Desanistia: Freire compara ministro Tarso Genro a Felinto Muller







Foto: Site Outros Olhos
Desanistia: Freire compara ministro Tarso Genro a Felinto Muller
O presidente do PPS diz que em vez de tentar revogar a anistia, o Palácio do Planalto deveria abrir os arquivos dos governos ditatoriais


Por: Valéria de Oliveira

O presidente nacional do PPS, Roberto Freire, chamou o ministro da Justiça, Tarso Genro, de "Felinto Muller em compotas", ao compará-lo ao chefe da polícia política de Getúlio Vargas durante o Estado Novo. Assim como Felinto Muller enviou Olga Prestes à Alemanha nazista, disse Freire, Genro mandou de volta para Cuba os boxeadores Guilhermo Rigondeaux e Erislandy Lara. Eles haviam abandonado a delegação cubana nos Jogos Pan-Americanos do Rio, em julho de 2007.

Em seguida, foram detidos, sem motivo algum, pela polícia brasileira e colocados em avião do governo Hugo Chávez, que os levou à ilha de Fidel Castro. "Esse ministro deveria se preocupar mais com a própria biografia e ser mais cauteloso quando tocar em questões ligadas aos direitos humanos porque ele não tem moral para isso; é o Felinto Muller dos tempos modernos", disse Roberto Freire. Ele fez a declaração ao comentar a insistência de Genro em patrocinar uma reformulação da Lei de Anistia para punir agentes do Estado que cometeram crime de tortura durante o regime militar.

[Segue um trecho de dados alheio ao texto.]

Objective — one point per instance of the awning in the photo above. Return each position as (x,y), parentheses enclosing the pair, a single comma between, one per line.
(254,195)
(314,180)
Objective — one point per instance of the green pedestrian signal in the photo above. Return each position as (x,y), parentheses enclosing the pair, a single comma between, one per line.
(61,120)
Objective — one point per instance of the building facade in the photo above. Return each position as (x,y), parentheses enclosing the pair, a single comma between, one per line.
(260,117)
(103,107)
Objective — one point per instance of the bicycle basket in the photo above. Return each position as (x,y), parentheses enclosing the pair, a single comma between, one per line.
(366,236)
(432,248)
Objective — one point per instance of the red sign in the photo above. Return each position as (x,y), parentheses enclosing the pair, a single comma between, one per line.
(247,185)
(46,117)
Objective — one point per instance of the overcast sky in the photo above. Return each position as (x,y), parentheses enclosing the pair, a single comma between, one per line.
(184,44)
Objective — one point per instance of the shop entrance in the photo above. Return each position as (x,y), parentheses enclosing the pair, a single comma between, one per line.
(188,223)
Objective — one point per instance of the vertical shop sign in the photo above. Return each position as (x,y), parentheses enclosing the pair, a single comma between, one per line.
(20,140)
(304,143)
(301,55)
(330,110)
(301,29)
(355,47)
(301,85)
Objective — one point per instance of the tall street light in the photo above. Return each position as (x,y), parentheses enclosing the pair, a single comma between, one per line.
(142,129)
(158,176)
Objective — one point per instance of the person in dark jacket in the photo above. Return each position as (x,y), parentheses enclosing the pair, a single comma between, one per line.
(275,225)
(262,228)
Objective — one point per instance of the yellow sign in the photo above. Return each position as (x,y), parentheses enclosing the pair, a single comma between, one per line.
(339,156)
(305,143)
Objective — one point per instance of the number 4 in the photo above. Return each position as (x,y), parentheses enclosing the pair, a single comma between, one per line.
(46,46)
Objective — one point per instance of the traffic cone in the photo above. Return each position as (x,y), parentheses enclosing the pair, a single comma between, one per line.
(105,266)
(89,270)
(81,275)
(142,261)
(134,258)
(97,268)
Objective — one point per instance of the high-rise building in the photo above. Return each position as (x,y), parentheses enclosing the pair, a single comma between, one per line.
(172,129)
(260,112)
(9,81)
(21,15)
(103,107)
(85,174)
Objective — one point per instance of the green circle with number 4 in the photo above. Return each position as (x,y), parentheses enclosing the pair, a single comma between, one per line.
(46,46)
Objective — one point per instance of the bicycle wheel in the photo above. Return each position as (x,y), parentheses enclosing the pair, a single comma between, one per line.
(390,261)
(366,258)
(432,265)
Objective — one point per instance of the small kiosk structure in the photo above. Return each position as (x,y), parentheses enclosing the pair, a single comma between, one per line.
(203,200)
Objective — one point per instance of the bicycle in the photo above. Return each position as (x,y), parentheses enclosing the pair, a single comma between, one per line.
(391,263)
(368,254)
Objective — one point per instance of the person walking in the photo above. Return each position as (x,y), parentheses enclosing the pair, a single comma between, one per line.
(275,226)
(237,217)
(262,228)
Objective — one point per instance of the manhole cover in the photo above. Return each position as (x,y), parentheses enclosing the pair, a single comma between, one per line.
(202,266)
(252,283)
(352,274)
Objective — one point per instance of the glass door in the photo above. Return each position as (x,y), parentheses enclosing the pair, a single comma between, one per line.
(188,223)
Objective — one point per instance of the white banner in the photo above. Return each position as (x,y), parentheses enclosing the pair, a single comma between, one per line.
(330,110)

Em vez de tentar revogar a anistia, o Palácio do Planalto deveria, segundo Freire, abrir os arquivos dos governos ditatoriais (1964-1985), para que o país conheça sua própria história. Freire, que integrou a comissão de deputados e senadores que elaboraram a lei de 1979 e também foi constituinte em 1988, quando houve a ampliação da sua abrangência, afirma que o texto "foi o acordo possível para superarmos o regime ditatorial; aquele que viabilizou a transição pacífica para o regime democrático". Depois de um processo longo e difícil, acrescenta, "os companheiros que combateram a ditadura, independentemente das ações que praticaram, e também aqueles que estavam do lado do governo foram anistiados".

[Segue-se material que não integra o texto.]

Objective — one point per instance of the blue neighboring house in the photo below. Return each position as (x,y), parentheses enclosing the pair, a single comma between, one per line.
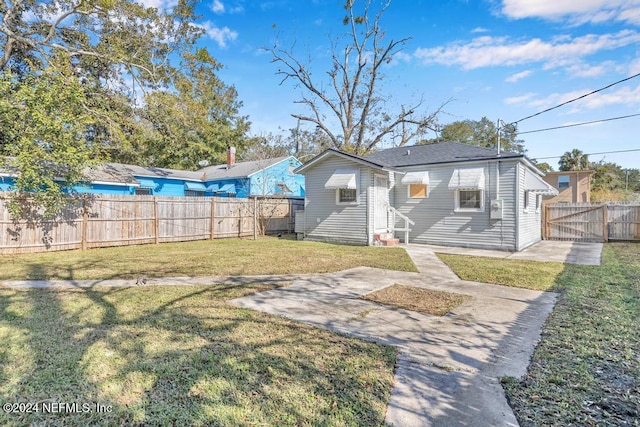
(269,177)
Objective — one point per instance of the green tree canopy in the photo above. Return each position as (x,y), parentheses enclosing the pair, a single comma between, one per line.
(117,81)
(574,160)
(349,105)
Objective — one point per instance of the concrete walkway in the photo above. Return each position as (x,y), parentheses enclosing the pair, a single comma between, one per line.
(583,253)
(448,368)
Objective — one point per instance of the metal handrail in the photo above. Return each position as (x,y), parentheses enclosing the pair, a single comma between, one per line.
(407,221)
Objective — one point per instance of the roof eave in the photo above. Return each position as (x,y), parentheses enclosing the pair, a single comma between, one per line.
(349,156)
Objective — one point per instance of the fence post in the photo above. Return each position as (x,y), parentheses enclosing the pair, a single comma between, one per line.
(85,221)
(547,225)
(255,218)
(605,223)
(213,216)
(156,226)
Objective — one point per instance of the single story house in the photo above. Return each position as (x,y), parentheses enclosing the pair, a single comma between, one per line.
(447,193)
(269,177)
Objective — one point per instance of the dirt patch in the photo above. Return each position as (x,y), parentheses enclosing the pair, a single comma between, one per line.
(425,301)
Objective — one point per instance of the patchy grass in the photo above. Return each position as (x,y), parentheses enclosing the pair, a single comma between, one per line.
(231,257)
(586,369)
(535,275)
(425,301)
(181,356)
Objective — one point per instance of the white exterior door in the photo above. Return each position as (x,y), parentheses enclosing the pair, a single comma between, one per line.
(381,200)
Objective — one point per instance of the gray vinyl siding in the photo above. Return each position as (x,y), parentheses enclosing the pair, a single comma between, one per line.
(438,223)
(529,222)
(327,221)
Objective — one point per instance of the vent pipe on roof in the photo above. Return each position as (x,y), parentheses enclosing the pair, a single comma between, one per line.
(231,156)
(498,132)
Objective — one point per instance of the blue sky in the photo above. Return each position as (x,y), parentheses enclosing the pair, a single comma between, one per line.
(504,59)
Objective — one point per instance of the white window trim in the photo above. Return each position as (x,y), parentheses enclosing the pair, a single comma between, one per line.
(357,202)
(528,197)
(457,201)
(426,195)
(567,182)
(536,200)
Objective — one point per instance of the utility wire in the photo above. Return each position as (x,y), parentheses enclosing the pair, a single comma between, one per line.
(576,99)
(580,124)
(592,154)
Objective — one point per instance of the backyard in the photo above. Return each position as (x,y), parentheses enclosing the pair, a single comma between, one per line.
(171,355)
(181,354)
(586,369)
(222,257)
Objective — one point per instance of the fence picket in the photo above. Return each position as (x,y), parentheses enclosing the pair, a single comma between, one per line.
(108,220)
(592,222)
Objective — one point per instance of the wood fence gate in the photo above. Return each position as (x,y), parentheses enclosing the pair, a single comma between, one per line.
(591,222)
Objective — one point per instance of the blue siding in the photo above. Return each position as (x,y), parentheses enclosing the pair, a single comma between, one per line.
(168,187)
(104,189)
(5,183)
(265,182)
(273,180)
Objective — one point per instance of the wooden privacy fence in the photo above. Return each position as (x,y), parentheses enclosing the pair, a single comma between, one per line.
(102,221)
(592,222)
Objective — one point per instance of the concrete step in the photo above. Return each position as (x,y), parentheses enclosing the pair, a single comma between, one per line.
(390,242)
(382,236)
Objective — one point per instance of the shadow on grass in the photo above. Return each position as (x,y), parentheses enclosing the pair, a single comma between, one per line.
(586,369)
(181,356)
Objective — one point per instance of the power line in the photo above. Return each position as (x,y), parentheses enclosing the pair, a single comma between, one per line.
(576,99)
(592,154)
(580,124)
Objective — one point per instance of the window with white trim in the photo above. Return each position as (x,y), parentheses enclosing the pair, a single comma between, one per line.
(530,201)
(347,196)
(417,191)
(564,181)
(470,200)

Segundo Freire, a proposição do ministro da Justiça do governo Lula "para aquilo que está se convencionando chamar de desanistia tem um caráter não apenas perverso mas imoral como bem percebeu o sociólogo Demétrio Magnoli ao falar da régua moral de Tarso". O presidente do PPS se referia a artigo publicado no jornal O Estado de São Paulo de quinta-feira 7. No texto, Magnoli afirma que "a sua pretensão (de Tarso) de acusar o sargento do porão como criminoso comum, absolvendo a ditadura militar brasileira, significaria torturar a história até virá-la pelo avesso".

Freire concorda com o sociólogo e afirma que "na verdade, o ministro de Lula tenta, com sua tese de desanistia, absolver os generais e comandantes do regime militar e buscar punição para os meganhas e torturadores que agiam sob suas ordens, oferendo assim, à ditadura militar a oportunidade de obter um triunfo ideológico póstumo de valor incalculável".

Presidente do PCB e líder da ala renovadora do partido nos tempos da Perestroika e da Glasnost - a tentativa de abertura política e econômica que o líder soviético Mikhail Gorbachev implementou na antiga União Soviética a partir de 1985 até 1991, Freire lamenta que, até hoje, não se saiba de tudo o que aconteceu naqueles anos de chumbo e o que ocorreu com muitos dos resistentes desaparecidos e particularmente "os nossos companheiros membros do Comitê Central". "Nós queremos saber o que aconteceu a essas pessoas, como foram assassinadas, onde estão seus restos mortais?". O PCB só conseguiu atuar na legalidade por dois anos, a partir de 1946, com o fim do Estado Novo, e após a redemocratização, em 1985. Leia, abaixo, os principais trechos da entrevista de Freire ao Portal do PPS.

Portal do PPS - Qual sua opinião sobre o debate que vem sendo travado em torno da revisão da Lei da Anistia?

Roberto Freire - Na minha opinião, é um erro muito grave. Essa lei foi a possível no processo de transição (para a democracia). Conseguimos superar um regime ditatorial. Evidentemente, é fundamental que a Justiça garanta indenizações por causa de torturas ou abusos sofridos. Mas não cabe promover essa busca por uma nova opção jurídica para a Lei da Anistia para punir, agora, os que serviram ao governo e que cometeram atos ilegítimos, imorais, hediondos, ilegais, mas que no processo da anistia foram beneficiados, assim como os militantes da esquerda.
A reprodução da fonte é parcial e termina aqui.